WASHINGTON – A federal judge held five reporters in contempt Wednesday for refusing to identify their sources for stories about Wen Ho Lee (search), a former nuclear weapons scientist once suspected of spying.
U.S. District Judge Thomas Penfield Jackson (search) imposed a fine of $500 a day each for Associated Press reporter H. Josef Hebert; James Risen and Jeff Gerth of The New York Times; Robert Drogin of the Los Angeles Times; and Pierre Thomas of ABC, who was at CNN when the stories were done.
Jackson said the fines would be delayed pending appeals. Attorneys for the journalists said they would appeal.

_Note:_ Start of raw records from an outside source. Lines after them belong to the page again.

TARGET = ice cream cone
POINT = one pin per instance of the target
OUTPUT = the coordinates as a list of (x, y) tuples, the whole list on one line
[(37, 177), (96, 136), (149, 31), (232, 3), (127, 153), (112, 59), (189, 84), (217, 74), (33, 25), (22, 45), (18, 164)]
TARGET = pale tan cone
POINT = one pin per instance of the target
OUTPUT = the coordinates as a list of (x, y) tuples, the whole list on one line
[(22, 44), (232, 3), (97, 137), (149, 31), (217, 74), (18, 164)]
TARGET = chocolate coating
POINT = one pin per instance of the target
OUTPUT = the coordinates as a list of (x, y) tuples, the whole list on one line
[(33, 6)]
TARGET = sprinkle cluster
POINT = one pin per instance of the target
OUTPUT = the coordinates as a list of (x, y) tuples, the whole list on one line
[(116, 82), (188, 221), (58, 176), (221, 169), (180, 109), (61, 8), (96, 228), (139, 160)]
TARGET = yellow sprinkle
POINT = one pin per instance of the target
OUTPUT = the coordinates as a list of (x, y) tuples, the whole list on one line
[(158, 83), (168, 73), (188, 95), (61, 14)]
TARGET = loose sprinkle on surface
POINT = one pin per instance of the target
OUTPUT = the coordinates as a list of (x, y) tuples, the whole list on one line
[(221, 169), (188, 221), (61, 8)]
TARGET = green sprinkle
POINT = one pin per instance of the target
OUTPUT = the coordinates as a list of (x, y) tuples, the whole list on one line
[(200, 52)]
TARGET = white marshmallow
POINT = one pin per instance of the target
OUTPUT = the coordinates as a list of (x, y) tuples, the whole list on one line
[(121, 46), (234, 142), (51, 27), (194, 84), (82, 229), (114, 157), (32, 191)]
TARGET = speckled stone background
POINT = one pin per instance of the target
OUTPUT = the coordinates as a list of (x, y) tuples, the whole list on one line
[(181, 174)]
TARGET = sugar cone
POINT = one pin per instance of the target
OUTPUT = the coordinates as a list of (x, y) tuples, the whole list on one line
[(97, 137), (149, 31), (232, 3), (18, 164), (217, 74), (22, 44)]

The reporters contend they provided all the relevant information they could without breaking a commitment to protect their sources. The sanctions come one week after another federal judge held a Time magazine reporter in contempt for refusing to testify before a grand jury investigating the leak of a CIA officer's identity.
"The threat to First Amendment rights that's going on this summer is unprecedented," said Lucy Dalglish, executive director of the Reporters Committee for the Freedom of the Press. "We have reporters being subpoenaed. We have judges issuing illegal prior restraints on the media."

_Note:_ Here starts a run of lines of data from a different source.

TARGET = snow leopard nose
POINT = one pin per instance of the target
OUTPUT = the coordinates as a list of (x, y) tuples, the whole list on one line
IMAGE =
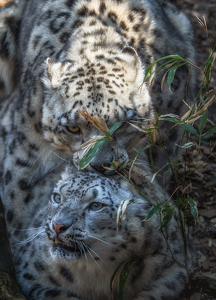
[(101, 169), (59, 227)]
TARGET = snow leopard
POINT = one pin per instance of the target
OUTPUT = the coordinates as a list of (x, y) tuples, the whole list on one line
[(86, 54), (69, 244)]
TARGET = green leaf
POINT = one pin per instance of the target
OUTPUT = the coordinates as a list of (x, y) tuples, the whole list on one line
[(121, 213), (124, 275), (138, 153), (186, 126), (210, 131), (193, 208), (171, 75), (213, 179), (153, 211), (91, 153), (167, 172), (203, 121), (114, 127), (167, 217), (202, 100)]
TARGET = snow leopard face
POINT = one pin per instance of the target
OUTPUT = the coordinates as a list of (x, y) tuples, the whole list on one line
[(82, 216), (111, 88)]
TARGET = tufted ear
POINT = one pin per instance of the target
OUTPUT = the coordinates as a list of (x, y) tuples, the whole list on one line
[(54, 72), (131, 64)]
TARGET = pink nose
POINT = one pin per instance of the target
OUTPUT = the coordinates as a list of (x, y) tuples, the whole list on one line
[(57, 227)]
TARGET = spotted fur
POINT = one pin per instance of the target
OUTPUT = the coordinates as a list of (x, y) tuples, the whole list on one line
[(69, 247), (93, 54)]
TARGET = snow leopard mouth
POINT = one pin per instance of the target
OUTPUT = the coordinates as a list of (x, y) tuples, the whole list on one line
[(74, 248)]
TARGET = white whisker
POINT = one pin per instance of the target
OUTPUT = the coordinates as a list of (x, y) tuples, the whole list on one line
[(93, 258), (99, 240), (29, 239), (25, 228), (94, 252)]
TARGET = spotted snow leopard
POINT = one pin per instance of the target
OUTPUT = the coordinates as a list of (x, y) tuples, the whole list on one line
[(92, 54), (69, 246)]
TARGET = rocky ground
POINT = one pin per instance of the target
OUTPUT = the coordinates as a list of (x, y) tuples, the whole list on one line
[(203, 179)]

"All this has to do with secrecy. The government is trying to keep more and more secrets all the time, and journalists are working harder to uncover those secrets. Given the terrorism climate, all this has come to a head," she said.
Lee is seeking the identity of the sources for his lawsuit against the departments of Energy and Justice. He alleges the agencies gave reporters private information on him and suggested he was a suspect in an investigation into possible theft of secrets from Los Alamos National Laboratory (search) in New Mexico.

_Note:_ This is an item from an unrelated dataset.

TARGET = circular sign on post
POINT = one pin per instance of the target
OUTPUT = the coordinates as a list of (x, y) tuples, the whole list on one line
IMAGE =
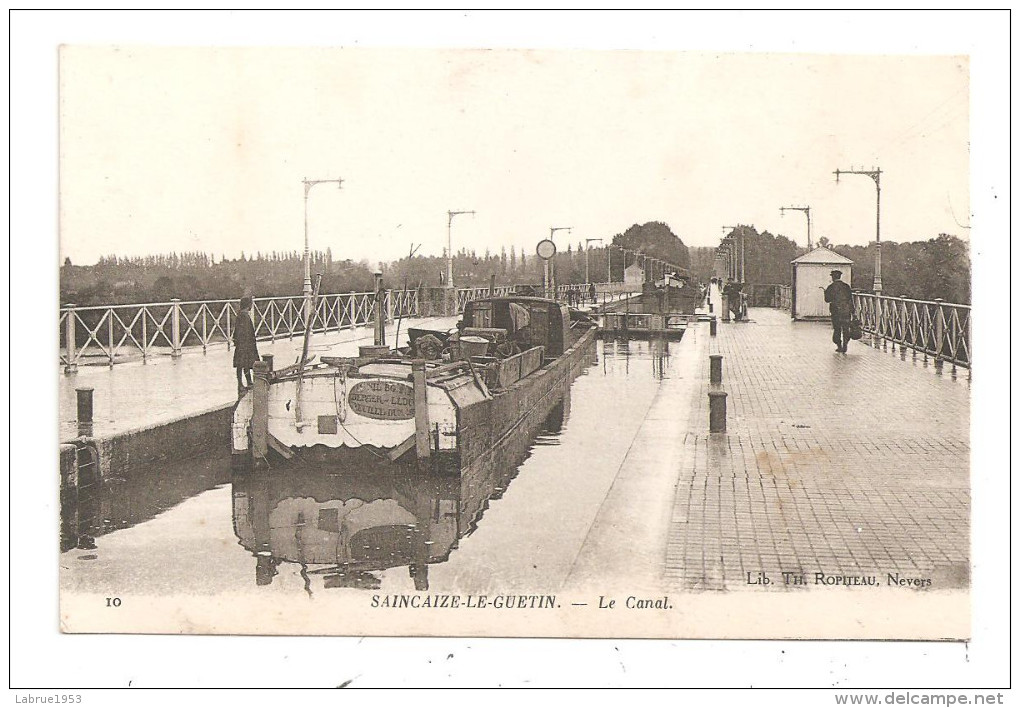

All but one of 59 counts against Lee eventually were dismissed and then-President Clinton apologized for Lee's treatment. He was never charged with espionage. He pleaded guilty to one felony count of mishandling nuclear weapons information.
In his order, Jackson rejected the reporters' arguments that Lee could obtain the information he seeks elsewhere. He said he was holding the five in contempt because they violated his explicit order in October to disclose the information.
"The journalists declined to reveal their confidential sources," Jackson wrote.
Hebert, a 34-year AP veteran, said he was disappointed by Jackson's ruling.
"I believe strongly that when a reporter gives a source the assurance that his or her confidentiality will be protected, he cannot go back on his word," Hebert said. "To do so would be a disservice to the source, destroy the reporter's credibility with future sources and hinder essential newsgathering."
George Freeman, assistant general counsel for The New York Times, said: "The Times continues to believe, as we have for decades, that confidential sources are critical for us to give the public as broad a perspective as possible on the important issues of the day."
Los Angeles Times vice president Martha Goldstein said, "The ruling seriously jeopardizes the press's ability to report about our government's actions and the public's right to know."
During the hearing, Lee's lawyer, Brian Sun, said learning the identities of the journalists' sources was critical to pursuing Lee's privacy action against government officials.
"Although the journalists would posit this as a battle of the First Amendment, we would submit it's not just that," Sun said. "It's undisputed that classified information was leaked and government officials acknowledged there were leaks. (Lee) is being deprived of crucial information."
Jackson's 12-page order avoids addressing the question of First Amendment rights, instead focusing on narrower issues such as whether the reporters truthfully and fully answered questions from Lee's attorney in depositions.
At one point, Jackson calls Gerth's statement in depositions that he could not recall some of his confidential sources "not credible." He also rejected an argument from attorneys that the subpoenas effectively punished reporters for publishing information they lawfully obtained.
Lee is "not seeking to 'punish' the journalists for publishing the information; rather, he seeks an order of contempt because they will not reveal sources that they have been ordered to reveal," Jackson wrote.
Last week, U.S. District Judge Thomas Hogan in Washington held Time magazine reporter Matthew Cooper in contempt for failing to reveal sources as part of the investigation into the leak of the identity of CIA officer Valerie Plame. Prosecutors have subpoenaed at least four other journalists, and Cooper is appealing.
"Reporters' ability to quote sources anonymously is a fundamental and crucial tool in getting important information to the public," said Stuart Wilk, vice president and associate editor of The Dallas Morning News and president of the Associated Press Managing Editors Association.
"Courts have held repeatedly that journalists can protect their sources. APME would hope that that principle ultimately will prevail," he said.